Para cirurgiões-dentistas, a Odontologia Hospitalar é mais um campo promissor de atuação. “É uma área onde o profissional enriquece muito seu consultório porque passa a estudar sobre o paciente de forma mais integrada”, destaca. O conhecimento aprofundadado sobre doenças e medicações e a proximidade de outros profissionais de saúde tornam possível assistir o paciente de forma mais completa.
Muitos pacientes diabéticos também ficam peregrinando em busca de atendimento, pois é comum os profissionais terem insegurança em atendê-los. Segundo a cirurgiã-dentista, um odontólogo hospitalar consegue assistir melhor um diabético, cardiopata, uma pessoa com sequelas de AVC ou um paciente que faz hemodiálise. Camila acredita que a procura pelo curso de Odontologia Hospitalar e Pacientes Sistematicamente Comprometidos, da ABO Goiás, tende a aumentar. O curso de pós-graduação tem duração de 18 meses e o aluno sai habilitado em Odontologia Hospitalar e Laserterapia.

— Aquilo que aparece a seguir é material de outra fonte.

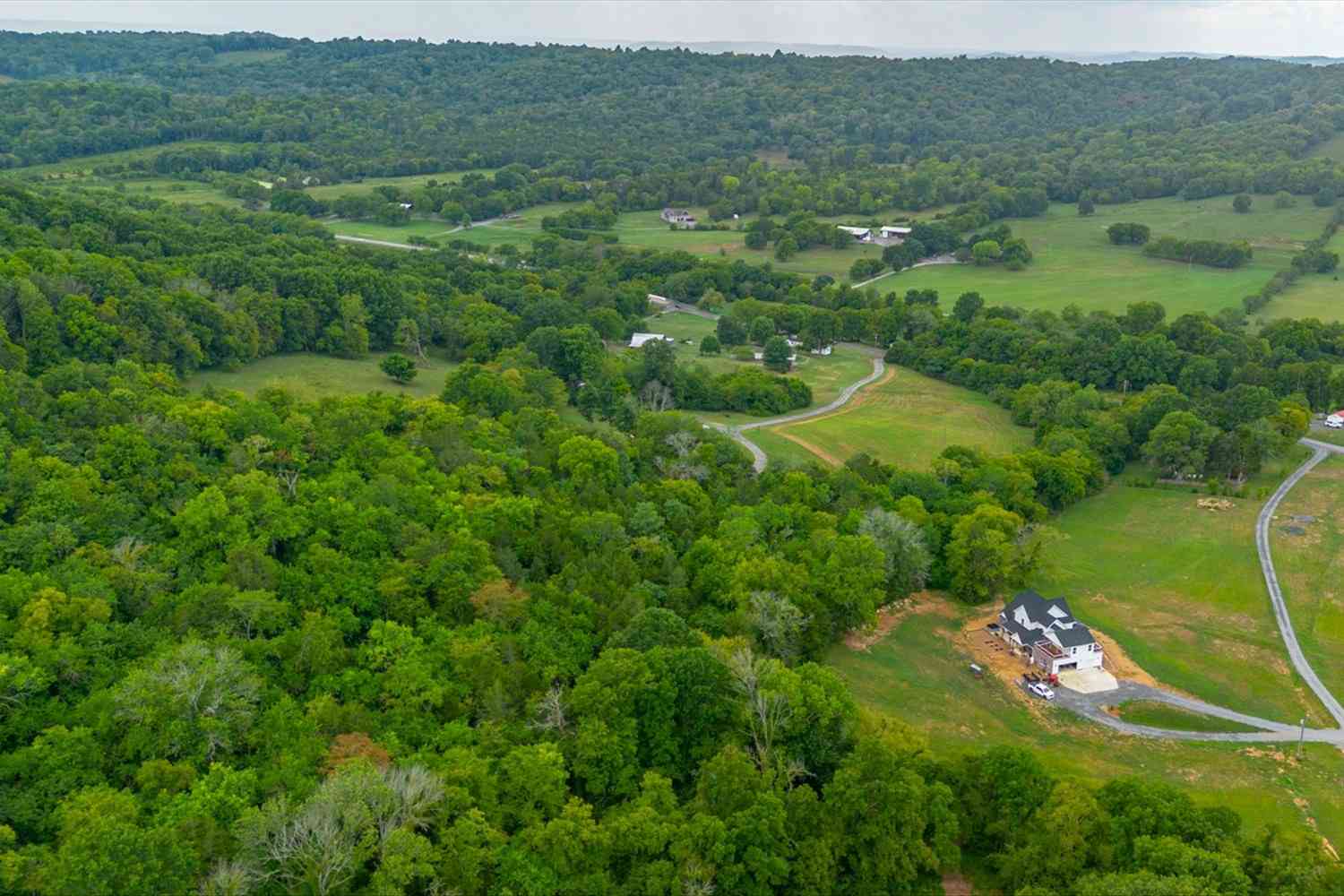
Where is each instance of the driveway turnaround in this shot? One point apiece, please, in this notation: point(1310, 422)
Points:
point(1093, 705)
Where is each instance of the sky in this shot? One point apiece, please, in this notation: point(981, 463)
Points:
point(1245, 27)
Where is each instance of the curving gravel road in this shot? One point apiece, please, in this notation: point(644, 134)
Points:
point(1285, 626)
point(1093, 705)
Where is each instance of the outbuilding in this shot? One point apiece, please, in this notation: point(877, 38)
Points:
point(637, 340)
point(862, 234)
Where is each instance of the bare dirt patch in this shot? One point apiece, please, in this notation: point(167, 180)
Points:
point(954, 884)
point(892, 616)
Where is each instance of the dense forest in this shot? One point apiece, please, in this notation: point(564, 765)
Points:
point(871, 132)
point(545, 632)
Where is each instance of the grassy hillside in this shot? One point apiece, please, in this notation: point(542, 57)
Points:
point(1308, 556)
point(1075, 263)
point(905, 418)
point(1319, 296)
point(314, 376)
point(1179, 587)
point(918, 675)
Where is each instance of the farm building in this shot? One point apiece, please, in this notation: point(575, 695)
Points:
point(862, 234)
point(679, 217)
point(1048, 633)
point(640, 339)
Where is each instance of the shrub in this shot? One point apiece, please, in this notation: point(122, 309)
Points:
point(1128, 234)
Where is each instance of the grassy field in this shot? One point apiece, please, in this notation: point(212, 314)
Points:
point(1332, 148)
point(1320, 296)
point(314, 376)
point(1308, 562)
point(825, 375)
point(1163, 715)
point(905, 418)
point(637, 230)
point(409, 182)
point(1075, 263)
point(246, 56)
point(919, 676)
point(1179, 587)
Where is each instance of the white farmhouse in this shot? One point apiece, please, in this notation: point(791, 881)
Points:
point(1048, 633)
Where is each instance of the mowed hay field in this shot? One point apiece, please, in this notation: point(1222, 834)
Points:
point(1179, 587)
point(919, 676)
point(1077, 265)
point(1308, 559)
point(316, 376)
point(905, 418)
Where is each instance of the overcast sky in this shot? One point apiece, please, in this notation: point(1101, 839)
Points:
point(1250, 27)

A próxima edição do CIOGO contará mais uma vez com uma UTI Cênica. Desta vez, o espaço será ampliado por conta da grande procura registrada na última edição do CIOGO, realizada em 2017, quando a organização foi surpreendida, a sala ficou lotada e muita gente conseguiu assistir as palestras, pois a programação era gratuita, com ocupação por ordem de chegada, sujeita a lotação.
A UTI Cênica oferecerá vários cursos da área médica voltados para profissionais da Odontologia e que pode ser estendido à Fisioterapia, Fonoaudiologia e Enfermagem. Camila de Freitas explica que serão aulas teóricas e práticas, mais uma vez através de uma parceria entre a ABO Goiás e a Sociedade de Terapia Intensiva de Goiás (Sotiego). Na visão do presidente da Sotiego, o médico Durval Pedroso, a importância da UTI Cênica para estudantes e profissionais da saúde é justamente o fato dela integrar a medicina e a terapia intensiva à Odontologia Hospitalar. “Hoje, esta é uma área de atuação regulamentada pelo CFO, de extrema importância e muito validada do ponto de vista da qualidade assistencial do paciente dentro da unidade hospitalar”, destaca.
No que diz respeito ao paciente crítico ou gravemente enfermo, a relevância é ainda maior. Segundo Durval Pedroso, existem vários trabalhos que mostram que o odontólogo dentro da UTI miniminiza diagnósticos tardios de sepse de foco bucal e atua diretamente na prevenção da pneumonia associada à ventilação mecânica. “São aspectos muito positivos, haja visto que o País tem uma saúde bucal extremamente pobre e fraca”, ressalta o presidente da Sotiego.
A programação da UTI Cênica, no CIOGO 2019, busca a integração multidisciplinar e a consolidação do entendimento de que a Odontologia também faz parte da terapia intensiva, incluindo temas que destacam a importância do odontólogo em UTI e minicursos de atenção à Odontologia Hospitalar. Para Durval Pedroso, a ABO Goiás e a Sotiego saem ganhando muito com essa integração. “É a terapia intensiva fortalecendo a Odontologia Hospitalar, e vice-versa”, destaca Durval.